Uno de los errores más comunes al vestir es querer que todo destaque al mismo tiempo. El resultado suele ser un look recargado y difícil de leer.
La solución es simple: elige una sola pieza protagonista y deja que haga el trabajo. Cuando una pieza lidera, el resto del look existe para acompañarla — no para competir.

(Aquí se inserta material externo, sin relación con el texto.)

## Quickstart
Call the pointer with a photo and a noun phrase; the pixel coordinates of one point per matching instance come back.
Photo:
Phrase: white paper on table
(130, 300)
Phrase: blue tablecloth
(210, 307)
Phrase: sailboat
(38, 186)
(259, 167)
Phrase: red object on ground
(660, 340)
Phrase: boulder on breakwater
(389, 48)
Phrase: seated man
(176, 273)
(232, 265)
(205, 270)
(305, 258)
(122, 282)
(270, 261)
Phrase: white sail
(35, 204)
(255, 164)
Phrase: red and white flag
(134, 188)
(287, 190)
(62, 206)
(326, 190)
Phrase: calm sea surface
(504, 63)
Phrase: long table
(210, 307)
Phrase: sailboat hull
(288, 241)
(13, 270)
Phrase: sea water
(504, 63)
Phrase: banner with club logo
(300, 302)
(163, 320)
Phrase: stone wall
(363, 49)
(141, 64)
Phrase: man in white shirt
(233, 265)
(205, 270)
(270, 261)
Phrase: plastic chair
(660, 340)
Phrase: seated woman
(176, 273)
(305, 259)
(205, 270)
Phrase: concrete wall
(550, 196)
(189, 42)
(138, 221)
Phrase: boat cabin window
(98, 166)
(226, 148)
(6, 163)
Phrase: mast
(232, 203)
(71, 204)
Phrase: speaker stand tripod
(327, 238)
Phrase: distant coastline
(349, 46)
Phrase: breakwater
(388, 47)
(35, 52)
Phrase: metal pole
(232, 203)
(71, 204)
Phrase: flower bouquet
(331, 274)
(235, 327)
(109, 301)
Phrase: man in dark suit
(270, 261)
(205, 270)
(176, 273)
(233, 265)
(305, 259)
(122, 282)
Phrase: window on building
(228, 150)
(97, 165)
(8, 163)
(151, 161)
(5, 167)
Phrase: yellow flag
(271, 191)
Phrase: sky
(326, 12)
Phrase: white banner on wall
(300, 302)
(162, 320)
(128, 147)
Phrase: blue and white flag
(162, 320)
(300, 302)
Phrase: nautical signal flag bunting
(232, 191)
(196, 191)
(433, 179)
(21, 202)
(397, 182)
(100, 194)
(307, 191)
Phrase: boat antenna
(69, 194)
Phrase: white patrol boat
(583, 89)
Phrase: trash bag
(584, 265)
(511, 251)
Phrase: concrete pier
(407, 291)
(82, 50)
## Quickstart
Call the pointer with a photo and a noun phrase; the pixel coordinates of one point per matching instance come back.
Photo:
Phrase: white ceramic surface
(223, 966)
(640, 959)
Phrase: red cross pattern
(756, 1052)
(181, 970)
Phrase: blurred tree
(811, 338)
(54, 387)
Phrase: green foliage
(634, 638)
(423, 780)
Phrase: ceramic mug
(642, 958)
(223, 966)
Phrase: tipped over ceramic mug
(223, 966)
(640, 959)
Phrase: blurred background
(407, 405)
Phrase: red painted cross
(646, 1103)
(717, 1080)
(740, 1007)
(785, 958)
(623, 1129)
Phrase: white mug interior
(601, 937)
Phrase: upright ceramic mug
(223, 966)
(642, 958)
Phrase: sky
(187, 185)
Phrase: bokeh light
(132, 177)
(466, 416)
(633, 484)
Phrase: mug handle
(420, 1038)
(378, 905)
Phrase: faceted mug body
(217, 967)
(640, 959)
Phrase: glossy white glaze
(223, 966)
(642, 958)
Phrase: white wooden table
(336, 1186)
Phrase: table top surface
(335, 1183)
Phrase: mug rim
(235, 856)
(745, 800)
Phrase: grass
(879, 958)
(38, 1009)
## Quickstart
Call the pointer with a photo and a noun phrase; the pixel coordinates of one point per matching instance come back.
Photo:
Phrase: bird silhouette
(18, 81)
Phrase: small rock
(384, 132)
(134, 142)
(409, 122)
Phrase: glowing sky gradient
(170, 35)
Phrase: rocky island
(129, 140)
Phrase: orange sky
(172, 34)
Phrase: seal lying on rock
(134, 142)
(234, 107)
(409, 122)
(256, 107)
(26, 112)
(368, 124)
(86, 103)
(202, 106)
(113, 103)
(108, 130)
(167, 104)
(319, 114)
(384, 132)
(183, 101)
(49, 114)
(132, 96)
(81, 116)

¿Qué es una pieza protagonista?
Es el elemento que atrae la atención primero. Puede ser:
- Un blazer o top estructurado.
- Una falda con volumen o movimiento.
- Un bolso llamativo.
- Un collar especial.
- Un abrigo espectacular.
- Un par de zapatos que llamen la atención.
La clave es que haya una estrella y un elenco de apoyo.


Cuando uno lidera, todo se ve mejor
Cuando tienes una pieza fuerte, el resto del look no necesita competir. Los tonos crema, blanco, camel, negro, gris y azul marino funcionan como un lienzo que permite que la pieza principal destaque aún más.
Piénsalo como una galería de arte: las paredes son simples para que la obra sea la protagonista.
Un blazer estructurado con jeans y una camiseta básica suele verse más elegante que un look lleno de estampados, accesorios y colores compitiendo entre sí. Cuando cada elemento intenta llamar la atención, ninguno lo consigue. Cuando uno lidera, todo el conjunto se ve más intencional.

Un accesorio menos, un estampado menos o una capa menos suele ser suficiente para que el conjunto respire.